It’s far easier to drywall a garage before the garage door is installed. You can’t simply move a garage door’s metal hardware out of the way because the large metal springs have tension. Trying to remove them can cause serious injury if you don’t know what you’re doing. The only solution is to install the drywall so that it butts up against the hardware, then fill in the gaps. Check your local building code to verify that your drywall is the correct thickness. Typically, building codes require 5/8-inch drywall because of its resistance to fire.
Things You'll Need
- Halogen lights (optional)
- Drywall screws
- Screw gun
- Spray foam insulation
- 6-inch drywall knife
- Joint compound
- 100-grit sandpaper
Lower the garage door. Lock it so that nobody opens it while you are working. If the garage is dark without the door open, set up some halogen lights.
Install drywall around the garage door support brackets. To do this, attach the drywall to the ceiling studs with drywall screws every four to six inches. Hang the largest pieces of drywall first, then the smaller ones. The goal is to install all the drywall that you can fit easily, but don’t worry if you have to leave a few gaps near the metal hardware. This is typical.

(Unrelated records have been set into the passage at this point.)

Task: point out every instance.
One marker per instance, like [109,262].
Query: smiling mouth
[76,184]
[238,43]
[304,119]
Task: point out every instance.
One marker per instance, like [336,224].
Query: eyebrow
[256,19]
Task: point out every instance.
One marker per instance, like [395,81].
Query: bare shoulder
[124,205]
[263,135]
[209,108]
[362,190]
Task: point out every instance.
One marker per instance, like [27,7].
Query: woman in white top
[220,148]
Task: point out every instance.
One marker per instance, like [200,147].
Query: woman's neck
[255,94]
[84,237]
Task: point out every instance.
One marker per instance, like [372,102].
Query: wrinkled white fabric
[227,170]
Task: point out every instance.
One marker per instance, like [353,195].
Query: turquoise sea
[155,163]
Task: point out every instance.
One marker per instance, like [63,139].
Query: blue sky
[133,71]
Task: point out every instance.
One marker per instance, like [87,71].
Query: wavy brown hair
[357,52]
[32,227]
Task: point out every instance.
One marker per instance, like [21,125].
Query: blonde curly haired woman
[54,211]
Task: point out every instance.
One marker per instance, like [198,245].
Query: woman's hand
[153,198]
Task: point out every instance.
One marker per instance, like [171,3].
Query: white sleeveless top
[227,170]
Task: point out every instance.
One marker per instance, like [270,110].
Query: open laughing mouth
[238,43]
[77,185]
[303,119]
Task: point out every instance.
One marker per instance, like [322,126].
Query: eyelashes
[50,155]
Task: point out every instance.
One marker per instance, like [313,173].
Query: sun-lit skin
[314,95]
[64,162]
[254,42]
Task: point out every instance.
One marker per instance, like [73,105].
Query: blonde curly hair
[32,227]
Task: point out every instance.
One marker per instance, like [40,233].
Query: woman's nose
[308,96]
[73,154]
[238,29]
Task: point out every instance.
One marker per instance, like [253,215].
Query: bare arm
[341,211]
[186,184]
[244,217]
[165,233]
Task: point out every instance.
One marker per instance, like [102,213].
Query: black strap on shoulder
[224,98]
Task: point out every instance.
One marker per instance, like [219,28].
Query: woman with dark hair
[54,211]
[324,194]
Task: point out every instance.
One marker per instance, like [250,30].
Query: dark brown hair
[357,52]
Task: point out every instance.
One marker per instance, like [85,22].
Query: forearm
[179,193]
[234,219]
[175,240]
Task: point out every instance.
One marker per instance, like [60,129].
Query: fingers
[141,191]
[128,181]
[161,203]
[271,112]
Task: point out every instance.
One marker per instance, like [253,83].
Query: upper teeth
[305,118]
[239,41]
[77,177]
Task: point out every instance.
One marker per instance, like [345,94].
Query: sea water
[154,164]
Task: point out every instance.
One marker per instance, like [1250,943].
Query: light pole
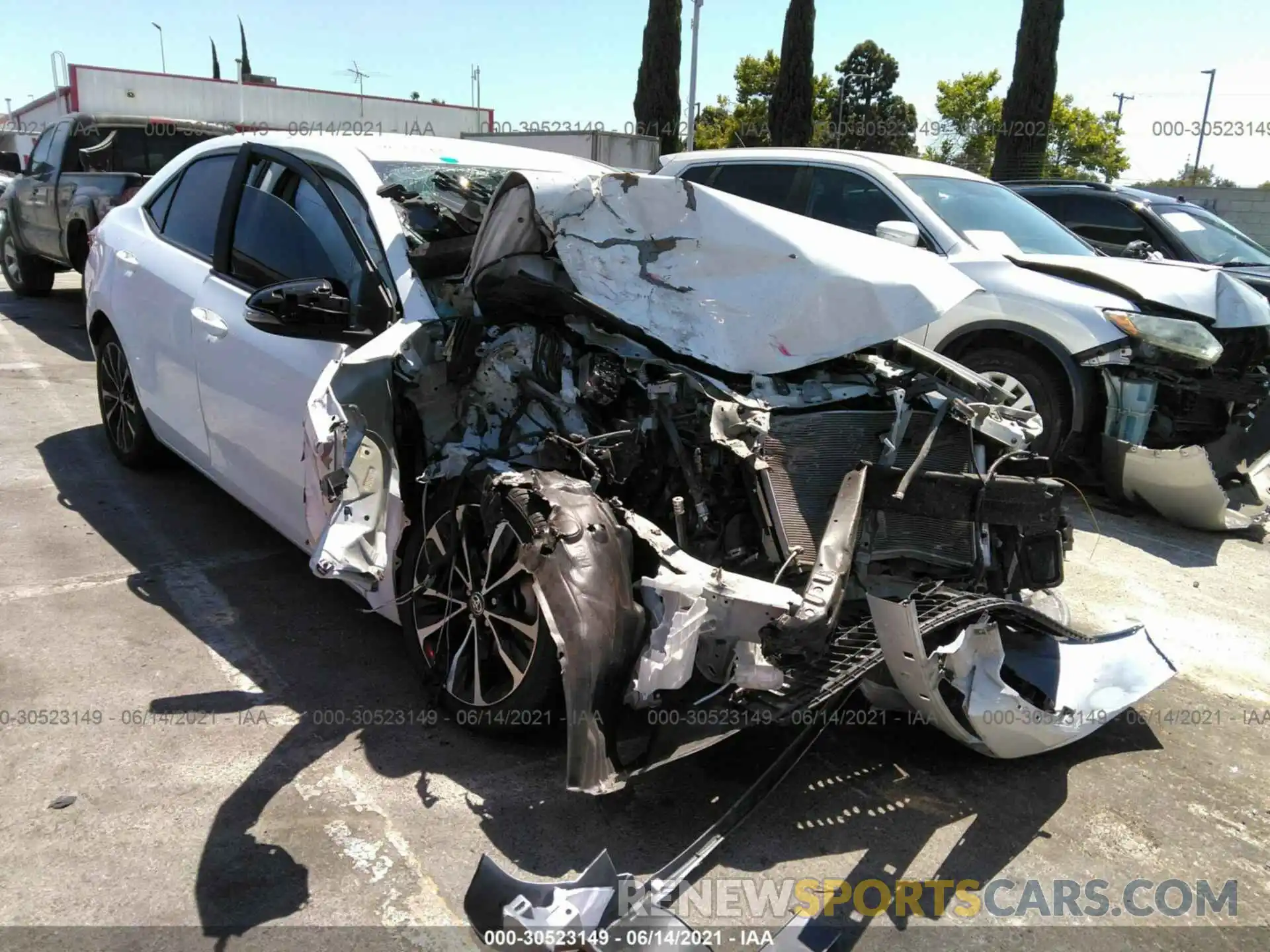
[1212,75]
[693,75]
[163,58]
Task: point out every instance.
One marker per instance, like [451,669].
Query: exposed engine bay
[639,466]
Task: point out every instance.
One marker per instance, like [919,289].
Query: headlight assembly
[1174,334]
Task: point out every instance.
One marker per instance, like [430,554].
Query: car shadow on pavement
[309,648]
[1156,536]
[58,319]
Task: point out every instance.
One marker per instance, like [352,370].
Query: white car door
[257,370]
[163,255]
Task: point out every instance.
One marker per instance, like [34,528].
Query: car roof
[396,146]
[896,164]
[1097,190]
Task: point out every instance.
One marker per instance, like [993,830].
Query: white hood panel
[734,284]
[1203,290]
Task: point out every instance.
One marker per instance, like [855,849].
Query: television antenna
[359,75]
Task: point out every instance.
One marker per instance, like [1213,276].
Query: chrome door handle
[212,323]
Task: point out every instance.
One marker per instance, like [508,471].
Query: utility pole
[163,58]
[1119,107]
[1208,99]
[693,77]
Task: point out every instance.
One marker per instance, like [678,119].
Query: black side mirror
[312,307]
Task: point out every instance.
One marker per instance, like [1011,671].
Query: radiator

Fill the gaps around the metal brackets with spray foam insulation. Most local building codes require that you completely fill every gap in a garage ceiling in order to contain potential fires. If it’s not covered by drywall, it has to be filled.
Trim any spray foam insulation that expanded out of the gaps with a utility knife. Leave the foam flush with the surface of the drywall.
Cover over the sites where you sprayed insulation with joint compound in order to hide them. Use a six-inch drywall knife to completely coat the areas. Allow the areas to dry, then smooth them with 100-grit sandpaper.
Hang the drywall in the rest of the garage as normal. Measure and cut the sheet rock to size, then attach it to the studs with drywall screws.